L'Algérie et la France : deux sociétés intriquées

  • La crise entre Paris et Alger pourrait aboutir à la remise en cause de l'accord qui régit l'immigration algérienne en France depuis 1968.
  • Les Algériens occupent la première place parmi les nationalités étrangères présentes en France. Selon le ministère de l'Intérieur.

PARIS : La crise entre Paris et Alger pourrait aboutir à la remise en cause de l'accord qui régit l'immigration algérienne en France depuis 1968. Entre intérêts communs et restrictions, cet accord est le fruit d'une histoire tourmentée entre les deux pays.

Quelle est la place de l'immigration algérienne en France ?

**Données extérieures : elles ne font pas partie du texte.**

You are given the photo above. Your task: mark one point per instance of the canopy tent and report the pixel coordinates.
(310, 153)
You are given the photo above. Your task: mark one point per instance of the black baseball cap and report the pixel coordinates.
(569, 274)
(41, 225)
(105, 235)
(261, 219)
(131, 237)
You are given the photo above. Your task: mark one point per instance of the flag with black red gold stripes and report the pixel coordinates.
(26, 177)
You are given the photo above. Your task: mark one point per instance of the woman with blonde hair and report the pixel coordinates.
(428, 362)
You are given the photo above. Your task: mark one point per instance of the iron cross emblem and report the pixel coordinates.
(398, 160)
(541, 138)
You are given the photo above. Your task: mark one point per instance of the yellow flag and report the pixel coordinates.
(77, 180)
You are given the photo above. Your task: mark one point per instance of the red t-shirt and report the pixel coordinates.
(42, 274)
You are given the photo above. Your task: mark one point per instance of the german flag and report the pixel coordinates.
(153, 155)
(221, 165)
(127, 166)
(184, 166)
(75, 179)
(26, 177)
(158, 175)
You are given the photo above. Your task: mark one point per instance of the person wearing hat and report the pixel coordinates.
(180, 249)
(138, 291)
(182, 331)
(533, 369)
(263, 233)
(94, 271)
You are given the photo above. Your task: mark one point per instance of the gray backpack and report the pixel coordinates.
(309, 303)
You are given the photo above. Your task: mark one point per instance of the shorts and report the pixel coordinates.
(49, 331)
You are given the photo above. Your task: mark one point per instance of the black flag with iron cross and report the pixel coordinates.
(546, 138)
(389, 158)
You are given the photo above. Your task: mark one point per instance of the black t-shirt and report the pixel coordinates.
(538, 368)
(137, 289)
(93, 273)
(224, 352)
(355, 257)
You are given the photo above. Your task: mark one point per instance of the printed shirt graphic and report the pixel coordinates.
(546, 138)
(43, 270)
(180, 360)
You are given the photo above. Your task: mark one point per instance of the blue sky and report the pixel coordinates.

Les Algériens occupent la première place parmi les nationalités étrangères présentes en France. Selon le ministère de l'Intérieur, ils étaient 649 991 Algériens à résider sur le territoire en 2024 (+ 0,5 % par rapport à 2023), représentant 16 % des étrangers. Un peu plus de 40 % d'entre eux ont un titre de séjour pour motif familial.

Ils occupent par ailleurs la deuxième place des nationalités ayant obtenu le plus grand nombre de premiers titres de séjour (derrière le Maroc), et représentent 9 % des primo- arrivants. Ainsi, 29 100 Algériens ont obtenu un titre de séjour pour la première fois en 2024, un chiffre toutefois en baisse de 9 % par rapport à 2023, selon la même source.

Ils représentent également la première nationalité interpellée en France en situation irrégulière, avec 33 754 interpellations (+6 % par rapport à 2023).

Parmi les 2 999 « éloignements » concernant les ressortissants algériens (+ 17 % par rapport à 2023), 72,9 % sont des retours forcés.

Comment s'est déroulée cette immigration ?

Les accords d'Evian de 1962 qui mettent fin à la guerre d'Algérie vont maintenir la liberté de circulation et d'installation des Algériens qui seront considérés comme des étrangers « différents des autres avec plus de droits », explique Emmanuel Blanchard, historien et sociologue.

Plusieurs raisons à cela : « Ils ont été Français pendant près d'un siècle, les besoins dans l'industrie sont importants puisqu'on est au cœur des Trente Glorieuses mais surtout, les négociateurs français cherchaient à défendre les droits des Français en Algérie », énumère l'auteur de Histoire de l'immigration algérienne en France.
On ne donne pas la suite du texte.